Tactile illusions

This short video at iFixit provides a decent and accessible explanation of the Force Touch trackpad that’s now in the 13″ MacBook Pro and will be on the just-announced 12″ MacBook. It’s sort of a followup to Steps 11–15 of iFixit’s recent teardown of the MBP.

The trackpad uses four force gauges, one at each corner, to measure the force you exert when pressing down on it. It’s remarkably similar to the way my bathroom scale works. The force gauges are themselves very simple: short cantilever beams with strain gauges on one side. The strain gauges change resistance according to the curvature of the beams, the curvature of the beams changes according to the forces acting on them, and the four forces on the beams add up to the total force of your touch. By putting a gauge at each corner, the force is measured accurately regardless of where you touch.

I’m going to pick a nit with iFixit’s description of how strain gauges work. The video says

A strain gauge works off of a principle called Poisson’s Ratio, which says that as you stretch a wire, the diameter will decrease and the length will increase and that’ll increase the electrical resistance of that wire.

Every individual fact in that statement is true, and yet I cannot agree that Poisson’s ratio is why a strain gauge works. The electrical resistance of a wire does increase with length and does decrease with diameter, but these two effects are independent. And Poisson’s ratio (which is a number, not a principle) has nothing to do with electrical resistance; it is purely a measure of the relationship between the longitudinal strain in the direction of the applied force and the lateral strain at right angles to the applied force. Poisson’s ratio does play a role in the value of a strain gauge’s gauge factor, but even if a wire had a Poisson’s ratio of zero, you could still make a strain gauge out of it.
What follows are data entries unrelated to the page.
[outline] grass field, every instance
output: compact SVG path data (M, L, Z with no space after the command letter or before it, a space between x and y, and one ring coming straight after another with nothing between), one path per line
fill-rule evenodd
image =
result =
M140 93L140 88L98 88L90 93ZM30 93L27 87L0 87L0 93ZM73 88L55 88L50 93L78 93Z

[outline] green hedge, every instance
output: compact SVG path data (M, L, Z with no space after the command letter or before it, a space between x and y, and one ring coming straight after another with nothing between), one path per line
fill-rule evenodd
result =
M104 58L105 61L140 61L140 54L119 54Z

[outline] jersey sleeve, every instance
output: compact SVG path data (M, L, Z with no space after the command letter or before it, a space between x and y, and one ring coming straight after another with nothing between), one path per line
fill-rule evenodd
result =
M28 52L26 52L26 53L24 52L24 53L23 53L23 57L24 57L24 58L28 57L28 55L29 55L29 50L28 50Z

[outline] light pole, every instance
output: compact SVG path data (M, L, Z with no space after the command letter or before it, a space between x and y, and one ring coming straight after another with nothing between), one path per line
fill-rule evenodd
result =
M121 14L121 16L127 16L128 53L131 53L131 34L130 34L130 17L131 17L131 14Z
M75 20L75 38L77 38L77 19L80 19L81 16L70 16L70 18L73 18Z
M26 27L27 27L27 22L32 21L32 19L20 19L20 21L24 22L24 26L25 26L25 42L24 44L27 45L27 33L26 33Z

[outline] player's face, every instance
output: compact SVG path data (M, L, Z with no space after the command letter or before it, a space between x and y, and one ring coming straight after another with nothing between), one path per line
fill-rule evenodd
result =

More interesting to me is the feedback the trackpad gives you. A set of electromagnets along one edge of the pad shake it laterally according to criteria that are a complete mystery to me. Somehow, though, buzzing the pad laterally gives the user the impression of downward motion. Everyone who’s tried it out says the feeling is uncannily like pushing down on a regular trackpad.

I assume there’s a scientific name for this trick, but so far none of the millions of tech pundits who’ve written about the Force Touch trackpad have dug in and found out what it is. Until I hear otherwise, I’m going to call it a tactile illusion, the obvious analog to an optical illusion. If I had had a real education and knew French, I’d come up with an analog for trompe l’œil. Does trompe l’doigt work?

Update 3/15/15 9:33 PM
Readers come through.

First, I don’t think the common term haptic feedback is specific enough for the Force Touch effect. It’s used to cover all generated responses accessed through touch, and I’m looking for a phrase that applies just to those responses that fool your sense of touch.

Thanks to Yanik Magnan on Twitter and François Joseph de Kermadec via email for a correction to my cod-French. In real French, it would be trompe le doigt. Yanik says l’ is used as the article only if the following word starts with a vowel.

Rahul Bhagat pointed me to this paper by Margaret Minsky, which may be the starting point for the Force Touch system.

Finally Rob Trew, in his maddening way, sent me a link to a French page on “L’illusion tactile,” knowing full well I can’t read it.

Update 3/16/15 12:49 AM
New Scientist used the phrase tactile illusions several years ago, in an article about tricks that fool your sense of touch.